Our data also indicate that the KDM1A coactivator function and the identified GPS2-KDM1A antagonism is not abolished by inhibitors of the KDM1A demethylase activity directed towards H3K4me1/2. Whether this is limited to a subset of GPS2/IL4 target genes or a more general feature of KDM1A coactivation in macrophages remains to be clarified. The issue is of translational relevance as KDM1A is a promising epigenetic drug target for pharmacological inhibitors that are currently being developed for clinical applications (56). Thus, it is crucial to understand the mechanistic action and target range, but also the limitations of such inhibitors and their physiological consequences.

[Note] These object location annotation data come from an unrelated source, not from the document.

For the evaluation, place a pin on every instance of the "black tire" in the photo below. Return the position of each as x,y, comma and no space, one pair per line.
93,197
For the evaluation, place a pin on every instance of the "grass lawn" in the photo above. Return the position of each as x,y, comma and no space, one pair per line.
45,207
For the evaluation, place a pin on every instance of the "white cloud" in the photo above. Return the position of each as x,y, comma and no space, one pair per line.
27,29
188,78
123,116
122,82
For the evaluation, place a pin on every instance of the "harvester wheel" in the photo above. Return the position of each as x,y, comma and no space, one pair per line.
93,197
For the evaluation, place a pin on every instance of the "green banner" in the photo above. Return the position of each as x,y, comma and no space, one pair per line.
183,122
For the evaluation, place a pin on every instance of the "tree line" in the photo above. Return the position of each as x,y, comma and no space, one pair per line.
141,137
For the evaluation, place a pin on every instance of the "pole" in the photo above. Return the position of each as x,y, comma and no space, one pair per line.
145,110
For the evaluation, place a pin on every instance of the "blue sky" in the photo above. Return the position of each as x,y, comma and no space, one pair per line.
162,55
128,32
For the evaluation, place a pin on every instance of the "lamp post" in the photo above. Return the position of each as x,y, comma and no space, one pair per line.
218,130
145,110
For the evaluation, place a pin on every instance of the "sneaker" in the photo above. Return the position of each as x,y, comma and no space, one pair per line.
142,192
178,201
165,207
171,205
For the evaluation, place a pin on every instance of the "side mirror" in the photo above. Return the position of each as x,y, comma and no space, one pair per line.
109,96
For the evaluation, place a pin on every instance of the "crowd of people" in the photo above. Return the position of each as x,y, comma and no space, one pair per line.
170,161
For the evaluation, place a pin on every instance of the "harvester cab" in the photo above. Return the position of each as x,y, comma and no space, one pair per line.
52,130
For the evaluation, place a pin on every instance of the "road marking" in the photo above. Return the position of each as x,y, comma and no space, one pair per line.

KDM1A and its inhibitors have been extensively studied in different cellular contexts, revealing a variety of mechanisms of action at chromatin and enhancers, both dependent and independent of KDM1A's lysine demethylation activity (57–59,73). Although several mechanisms have recently also been identified in M1-type macrophages (60–63) (74), they seem to be distant from those discovered in our study. It is currently not clear whether this reflects fundamental mechanistic differences of KDM1A action in M1 versus M2 contexts or rather alternative mechanisms that operate in both contexts. However, any of the mechanisms should be affected by the different expression levels and functions of TFs and coregulators, including KDMs and KMTs, in either signaling context. M1 and M2 signaling pathways crosstalk with each other (16,75) and must be further addressed by integrating synergistic and antagonistic coregulator networks such as those identified here.

DATA AVAILABILITY

RNA-seq, ChIP-seq, CUT&Tag, ATAC-seq and 4C-seq data generated in this study have been deposited at NCBI Gene Expression Omnibus (GEO) and the accession number is GSE184884. The relevant ChIP-seq and RNA-seq were from GSE130383, GSE110465, GSE66774 and GSE106706 series. Other data are available from the corresponding authors upon request.

SUPPLEMENTARY DATA

Supplementary Data are available at NAR Online.

FUNDING

Swedish Research Council [2020-01150 to E.T., 2019-01884 to R.F.]; Swedish Cancer Society [2018/636 to E.T., 2019-01884 to R.F.]; Novo Nordisk Foundation [NNF20OC006367200, NNF21OC0070256 to E.T., 19OC0056615 to R.F.]; Centre for Innovative Medicine at Karolinska Institutet [2-391/2016 to E.T., 20190772 to R.F.]; European Foundation for the Study of Diabetes (Novo Nordisk Future Leader Award 0072745 to R.F.; Lilly Young Investigator Award 97081 to Z.H.); Karolinska Institutet doctoral grant (KID to A.E.). Funding for open access charge: Swedish Research Council [2020-01150 to E.T.].

Conflict of interest statement. None declared.